There was a man who had four sons. He wanted his sons to learn not to judge things too quickly. So he sent them each on a quest, in turn, to go and look at a pear tree that was a great distance away. The first son went in the winter, the second in the spring, the third in summer, and the youngest son in the fall. When they had all gone and come back, he called them together to describe what they had seen. The first son said that the tree was ugly, bent, and twisted. The second son said no it was covered with green buds and full of promise. The third son disagreed; he said it was laden with blossoms that smelled so sweet and looked so beautiful, it was the most graceful thing he had ever seen. The last son disagreed with all of them; he said it was ripe and drooping with fruit, full of life and fulfillment.

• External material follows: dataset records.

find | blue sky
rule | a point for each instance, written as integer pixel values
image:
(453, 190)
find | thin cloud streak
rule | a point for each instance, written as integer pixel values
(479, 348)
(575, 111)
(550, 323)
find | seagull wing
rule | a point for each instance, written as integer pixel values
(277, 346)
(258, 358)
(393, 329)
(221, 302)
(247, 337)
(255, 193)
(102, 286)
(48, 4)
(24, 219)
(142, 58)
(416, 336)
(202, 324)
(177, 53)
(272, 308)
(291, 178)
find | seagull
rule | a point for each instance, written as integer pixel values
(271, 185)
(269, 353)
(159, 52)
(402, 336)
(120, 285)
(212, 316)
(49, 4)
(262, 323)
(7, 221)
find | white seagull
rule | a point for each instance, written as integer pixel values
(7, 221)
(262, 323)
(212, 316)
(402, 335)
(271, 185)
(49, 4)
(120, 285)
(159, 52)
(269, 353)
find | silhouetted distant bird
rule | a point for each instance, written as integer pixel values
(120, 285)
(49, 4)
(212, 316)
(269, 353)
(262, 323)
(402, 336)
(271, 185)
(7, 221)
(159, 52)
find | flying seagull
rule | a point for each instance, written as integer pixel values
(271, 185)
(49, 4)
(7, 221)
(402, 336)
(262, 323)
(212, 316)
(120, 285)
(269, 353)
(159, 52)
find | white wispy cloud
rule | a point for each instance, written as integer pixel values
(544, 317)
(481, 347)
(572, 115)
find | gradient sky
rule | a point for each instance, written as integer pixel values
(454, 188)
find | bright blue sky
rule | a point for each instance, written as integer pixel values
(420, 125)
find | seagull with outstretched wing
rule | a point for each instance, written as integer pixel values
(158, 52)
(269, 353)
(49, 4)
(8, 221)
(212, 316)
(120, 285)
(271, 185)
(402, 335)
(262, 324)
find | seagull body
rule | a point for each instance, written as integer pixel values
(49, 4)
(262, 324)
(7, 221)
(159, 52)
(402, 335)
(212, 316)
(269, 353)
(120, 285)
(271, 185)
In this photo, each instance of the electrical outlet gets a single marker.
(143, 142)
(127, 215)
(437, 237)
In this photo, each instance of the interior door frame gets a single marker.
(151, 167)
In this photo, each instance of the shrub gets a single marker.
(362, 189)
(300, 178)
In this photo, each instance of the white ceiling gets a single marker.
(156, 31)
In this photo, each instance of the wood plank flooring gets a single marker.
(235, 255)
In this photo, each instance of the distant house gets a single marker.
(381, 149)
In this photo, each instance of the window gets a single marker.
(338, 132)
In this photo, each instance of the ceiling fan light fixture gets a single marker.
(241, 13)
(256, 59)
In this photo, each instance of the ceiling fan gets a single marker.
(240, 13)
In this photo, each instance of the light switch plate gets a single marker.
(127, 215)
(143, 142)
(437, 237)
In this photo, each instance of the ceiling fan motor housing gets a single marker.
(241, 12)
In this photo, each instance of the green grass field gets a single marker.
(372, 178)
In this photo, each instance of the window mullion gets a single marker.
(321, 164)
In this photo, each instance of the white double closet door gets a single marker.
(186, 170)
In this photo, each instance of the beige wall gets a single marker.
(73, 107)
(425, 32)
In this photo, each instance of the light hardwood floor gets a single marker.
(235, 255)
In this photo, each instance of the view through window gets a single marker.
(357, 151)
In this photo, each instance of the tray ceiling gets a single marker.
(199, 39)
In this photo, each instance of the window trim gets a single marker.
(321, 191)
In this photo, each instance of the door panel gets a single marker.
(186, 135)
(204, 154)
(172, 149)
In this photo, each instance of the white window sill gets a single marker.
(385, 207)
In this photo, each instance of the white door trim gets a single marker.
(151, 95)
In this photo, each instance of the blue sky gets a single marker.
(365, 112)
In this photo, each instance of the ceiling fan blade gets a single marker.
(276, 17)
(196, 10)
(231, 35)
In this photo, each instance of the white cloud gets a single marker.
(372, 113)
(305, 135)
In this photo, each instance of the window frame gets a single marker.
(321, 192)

The man then explained to his sons that they were all right, because they had each seen but only one season in the tree's life. He told them that you cannot judge a tree, or a person, by only one season, and that the essence of who they are and the pleasure, joy, and love that come from that life can only be measured at the end, when all the seasons are up. If you give up when it's winter, you will miss the promise of your spring, the beauty of your summer, fulfillment of your fall.
Buddha told his disciples: whoever makes an effort can attain enlightenment in seven days. If he can’t manage it, certainly he will attain it in seven months, or in seven years. The young man decided that he would attain it in one week, and he wanted to know what he should do: “concentration” was the reply.
The young man began to practice, but in ten minutes he was already distracted. Little by little, he began paying attention to everything that distracted him, and thought that he was not wasting time, but was getting used to himself.
One fine day he decided it was not necessary to arrive at his goal so fast, because the path was teaching him many things.
It was at that moment that he became an Enlightened one.